CIUDAD
Laberinto de cuadrícula perfecta en donde perderse es andar sabiendo que la salida puede ser cualquier esquina; esquinas en ochava, aún muy numerosas. La herencia de un trazado visionario para las Indias. Reina de otros reinos, valiosos hoy en un seudónimo, y un nombre evocador, de cuando el aire era puro. Ancha como su río que casi es mar donde la vista naufraga sin llegar a la otra orilla. Y sin embargo a sus espaldas, reconcentrada, mirando hacia adentro, como negando su origen y después los barcos. Aún hoy es así, a pesar de que la arteria de la identidad alimente su fama fluyendo hasta una costa de perfiles modernistas, sin lograr integrarla todavía.

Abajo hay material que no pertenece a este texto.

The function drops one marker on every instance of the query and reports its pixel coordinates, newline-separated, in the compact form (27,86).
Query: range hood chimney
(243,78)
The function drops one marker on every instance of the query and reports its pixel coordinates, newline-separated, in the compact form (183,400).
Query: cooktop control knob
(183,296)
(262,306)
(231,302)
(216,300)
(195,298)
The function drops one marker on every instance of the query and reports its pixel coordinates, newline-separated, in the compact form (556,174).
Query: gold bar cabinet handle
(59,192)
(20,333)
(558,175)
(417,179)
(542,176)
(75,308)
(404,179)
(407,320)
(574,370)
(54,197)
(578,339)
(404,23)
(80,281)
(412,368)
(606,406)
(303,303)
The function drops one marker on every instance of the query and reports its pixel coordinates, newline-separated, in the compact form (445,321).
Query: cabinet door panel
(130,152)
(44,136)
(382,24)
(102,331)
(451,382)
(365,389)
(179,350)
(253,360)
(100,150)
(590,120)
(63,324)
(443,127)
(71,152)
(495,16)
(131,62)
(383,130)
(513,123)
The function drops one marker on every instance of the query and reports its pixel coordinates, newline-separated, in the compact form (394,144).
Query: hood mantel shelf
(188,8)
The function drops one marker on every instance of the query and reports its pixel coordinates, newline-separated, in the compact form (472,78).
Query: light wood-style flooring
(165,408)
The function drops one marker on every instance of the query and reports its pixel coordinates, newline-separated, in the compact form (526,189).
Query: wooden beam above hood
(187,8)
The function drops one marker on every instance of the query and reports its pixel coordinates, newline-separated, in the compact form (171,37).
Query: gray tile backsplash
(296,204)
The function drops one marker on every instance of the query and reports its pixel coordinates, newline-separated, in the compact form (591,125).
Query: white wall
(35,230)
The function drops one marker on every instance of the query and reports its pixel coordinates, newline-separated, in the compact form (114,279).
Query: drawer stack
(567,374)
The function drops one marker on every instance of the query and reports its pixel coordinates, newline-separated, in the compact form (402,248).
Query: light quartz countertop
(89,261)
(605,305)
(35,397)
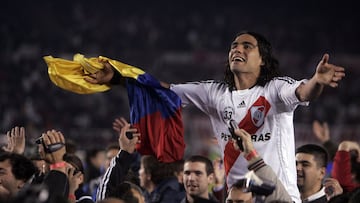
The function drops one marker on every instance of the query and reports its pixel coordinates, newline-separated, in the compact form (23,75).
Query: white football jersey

Más adentro, en el centro inmenso del centro sin límites (destino incontrolable de los lugares pobres), conviven edificios de cien años, el testimonio más antiguo, con torres interminables desde donde las veredas rotas son una sospecha apenas. Reclama la atención un solar de monumentales puertas abiertas, circunvalado por una muralla sobre la que árboles, cruces y angelitos opulentos se asoman para hacer recordar que allí se guardan los muertos. Es en el norte, en un barrio que nació como arrabal y que debe a la peste su aristocrática providencia actual. En el punto opuesto se queda el pobrerío, y una zona que ha sabido conservar cierta aspiración de memoria colonial. Los árboles se reúnen de a cientos en el borde de aquella prosperidad, aunque es cierto que también van arrullando por toda la trama, deteniéndose en multiplicidad de plazas, parques y jardines. De noche, cuando las únicas luces -muy cerca unas de otras- indican estación de servicio y bar, un batallón hecho de hombres, mujeres y niños montados sobre pies o camiones y arrastrando carros de madera llega para seleccionar la basura, despojos que en canje serán alimento pero no futuro. Este es un lugar en donde para avanzar hay que preguntar a cuántas cuadras queda.
Sobre Buenos Aires, la reina del Plata.